AMEX Gold Bugs Index ($HUI.X) - Daily Intervals
The $HUI.X was on the verge of what seemed to be a break above its downward trend, when wouldn't you know it, the news out of Pakistan had gold stocks backing off their best levels of the session. The dollar was weak today, with the U.S. Dollar Index (dx00y) 87.64 -1.12% currently trading down 1.00 point, while higher producer prices in January brought some thought to inflation.
S&P 500 Index (SPX.X) Chart - Daily Intervals
The S&P 500 Index (SPX.X) traded within yesterday's range, where this quarter's "Max Pain" level of 1,125 serves up resistance. An intra-day observation would have found the SPX hitting its session high of 1,125.50 at 03:35 PM EST, well after the news out of Pakistan was in the market, but sellers were firm at 1,125.
In last night's Index Trader Wrap, I said I wanted to begin monitoring the Market Volatility Index (VIX.X) 18.53 +2.31% in coming weeks, as I made a note to myself on Monday, when the VIX.X kissed the 21.22 level, to begin tying in some longer-term observations with the VIX.X, and the S&P 500 Bullish % ($BPSPX).
Market Volatility Index (VIX.X) - Weekly Intervals
I've shown this chart of the VIX.X over the years, where I like to set my retracement from 40.00 to 16.78, where I've found this retracement, which breaks up the range in levels, to tie in rather well with what we will see in the S&P 500 Bullish % ($BPSPX). After trading well below the 16.78 level, the VIX.X was able to come up at touch a level higher at 21.22, where this can become an alert towards a shift from call buying to put buying. It also comes as some of the bullish % charts have either shows weakness, like both the NASDAQ-100 Bullish % ($BPNDX) and NASDAQ Composite Bullish % ($BPCOMPQ), with some softening showing up in the S&P 500 Bullish % ($BPSPX).

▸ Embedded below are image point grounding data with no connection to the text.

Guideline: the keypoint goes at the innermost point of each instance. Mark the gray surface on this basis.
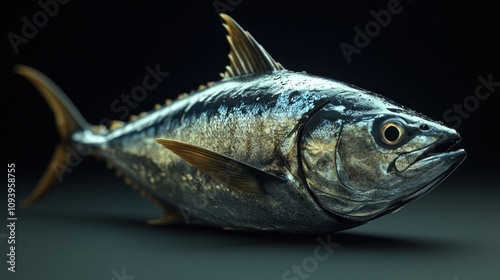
(91, 225)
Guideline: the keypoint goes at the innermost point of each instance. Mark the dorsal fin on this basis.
(247, 56)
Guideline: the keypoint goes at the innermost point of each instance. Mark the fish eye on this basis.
(392, 133)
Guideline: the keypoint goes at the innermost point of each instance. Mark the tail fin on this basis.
(68, 120)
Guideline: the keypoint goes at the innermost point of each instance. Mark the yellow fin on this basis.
(246, 56)
(233, 173)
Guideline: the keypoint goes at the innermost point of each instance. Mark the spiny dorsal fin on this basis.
(247, 56)
(233, 173)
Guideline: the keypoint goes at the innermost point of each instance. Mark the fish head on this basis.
(375, 158)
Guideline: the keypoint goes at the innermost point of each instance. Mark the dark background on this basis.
(427, 58)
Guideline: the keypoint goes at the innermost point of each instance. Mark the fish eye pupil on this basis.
(391, 133)
(424, 127)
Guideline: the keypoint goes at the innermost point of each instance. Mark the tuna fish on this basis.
(265, 148)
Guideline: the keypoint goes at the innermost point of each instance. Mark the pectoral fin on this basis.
(234, 173)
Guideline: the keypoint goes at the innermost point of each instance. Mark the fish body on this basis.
(266, 148)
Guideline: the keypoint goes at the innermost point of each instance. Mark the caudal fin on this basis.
(68, 120)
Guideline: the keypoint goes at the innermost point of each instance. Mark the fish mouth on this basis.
(438, 151)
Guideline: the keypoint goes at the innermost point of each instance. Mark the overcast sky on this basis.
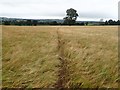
(56, 9)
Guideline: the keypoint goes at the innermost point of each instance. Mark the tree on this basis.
(71, 16)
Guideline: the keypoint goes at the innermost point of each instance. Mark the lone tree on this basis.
(71, 16)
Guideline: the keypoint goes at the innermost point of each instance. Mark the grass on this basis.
(67, 57)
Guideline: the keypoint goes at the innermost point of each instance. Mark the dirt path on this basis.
(63, 70)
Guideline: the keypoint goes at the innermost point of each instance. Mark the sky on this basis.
(56, 9)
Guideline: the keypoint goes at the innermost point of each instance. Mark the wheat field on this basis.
(60, 56)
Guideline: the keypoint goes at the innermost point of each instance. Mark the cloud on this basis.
(57, 8)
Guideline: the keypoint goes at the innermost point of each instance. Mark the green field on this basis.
(60, 56)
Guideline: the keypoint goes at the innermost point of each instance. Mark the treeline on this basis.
(36, 22)
(111, 22)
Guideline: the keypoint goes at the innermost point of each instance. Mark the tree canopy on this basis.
(71, 16)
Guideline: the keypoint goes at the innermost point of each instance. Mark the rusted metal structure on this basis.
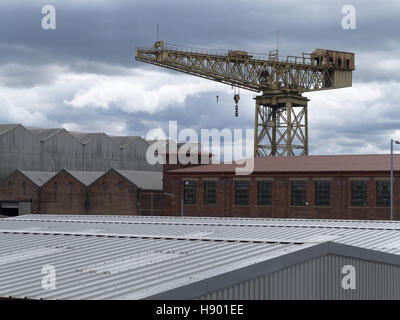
(281, 121)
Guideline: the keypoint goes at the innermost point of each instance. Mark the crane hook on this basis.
(236, 98)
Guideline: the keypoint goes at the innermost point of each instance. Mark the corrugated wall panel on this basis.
(319, 278)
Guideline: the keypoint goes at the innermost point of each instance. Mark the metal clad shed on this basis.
(105, 257)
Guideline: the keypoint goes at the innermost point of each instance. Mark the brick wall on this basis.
(18, 188)
(63, 194)
(112, 194)
(340, 197)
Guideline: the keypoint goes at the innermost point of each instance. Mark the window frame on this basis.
(378, 201)
(363, 203)
(238, 202)
(268, 197)
(292, 185)
(320, 202)
(193, 190)
(214, 189)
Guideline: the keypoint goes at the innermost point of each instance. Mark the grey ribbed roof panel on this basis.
(146, 180)
(123, 141)
(6, 127)
(130, 257)
(119, 268)
(379, 235)
(44, 134)
(38, 177)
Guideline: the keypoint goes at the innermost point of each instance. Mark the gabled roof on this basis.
(44, 134)
(332, 163)
(4, 128)
(86, 177)
(123, 141)
(39, 178)
(86, 137)
(146, 180)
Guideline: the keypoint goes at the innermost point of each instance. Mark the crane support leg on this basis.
(281, 125)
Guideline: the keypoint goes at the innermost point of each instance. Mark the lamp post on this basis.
(391, 176)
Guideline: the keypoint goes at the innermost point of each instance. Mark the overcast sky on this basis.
(83, 76)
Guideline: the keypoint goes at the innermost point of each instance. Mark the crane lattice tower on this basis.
(281, 117)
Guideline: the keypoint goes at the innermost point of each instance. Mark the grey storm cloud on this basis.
(99, 37)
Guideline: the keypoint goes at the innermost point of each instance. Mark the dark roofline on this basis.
(260, 165)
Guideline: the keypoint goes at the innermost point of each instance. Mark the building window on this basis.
(323, 193)
(71, 186)
(189, 192)
(242, 193)
(210, 192)
(55, 188)
(264, 193)
(299, 193)
(24, 187)
(383, 193)
(359, 193)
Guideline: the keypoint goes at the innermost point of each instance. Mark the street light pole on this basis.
(391, 176)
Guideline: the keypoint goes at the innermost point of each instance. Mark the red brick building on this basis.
(126, 192)
(332, 187)
(66, 192)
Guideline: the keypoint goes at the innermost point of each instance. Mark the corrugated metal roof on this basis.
(89, 267)
(131, 257)
(38, 177)
(86, 137)
(4, 128)
(146, 180)
(334, 163)
(123, 141)
(44, 134)
(86, 177)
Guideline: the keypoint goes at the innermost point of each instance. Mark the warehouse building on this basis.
(20, 192)
(33, 149)
(125, 192)
(70, 192)
(332, 187)
(133, 257)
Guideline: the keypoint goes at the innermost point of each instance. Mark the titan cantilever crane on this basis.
(281, 121)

S&P 500 Bullish % ($BPSPX) - 2% box size
You could probably turn the S&P 500 Bullish % Chart ($BPSPX) upside down, and see great similarities between it and the Market Volatility Index (VIX.X) shown above. However, each tell a similar yet different story. While internals at the S&P 500 have been softening of late, it would currently take a reading of 72% for this market indicator to turn "bear confirmed."
With all the quarterly expiration option action we've been seeing, the VIX.X can be difficult to interpret, but I would have to think that institutional hedging, and buying of puts would be alerted to if the VIX.X moves above 21.22, especially if the S&P 500 Bullish % ($BPSPX) falls to "bear confirmed" status at such a high level of bullish risk.
From past index trader wraps, and some focus I've been giving to option-related activity, there certainly seems to be a lot of interest around the SPX 1,125 level, as if it is a point of equilibrium where there is a heck of a lot of option action taking place, as if bulls and bears are very busy with some hedging activities.
The SPX Bullish % ($BPSPX) tells us that while internals are still strong, but softening, there's a lot of bullish risk that can still be taken out of this market. The VIX.X becomes useful in understanding what types of premiums options are fetching, where premiums will rise (VIX.X will rise) when premiums rise. That is often when the demand for puts starts to increase, and supply of STOCK begins outstripping demand.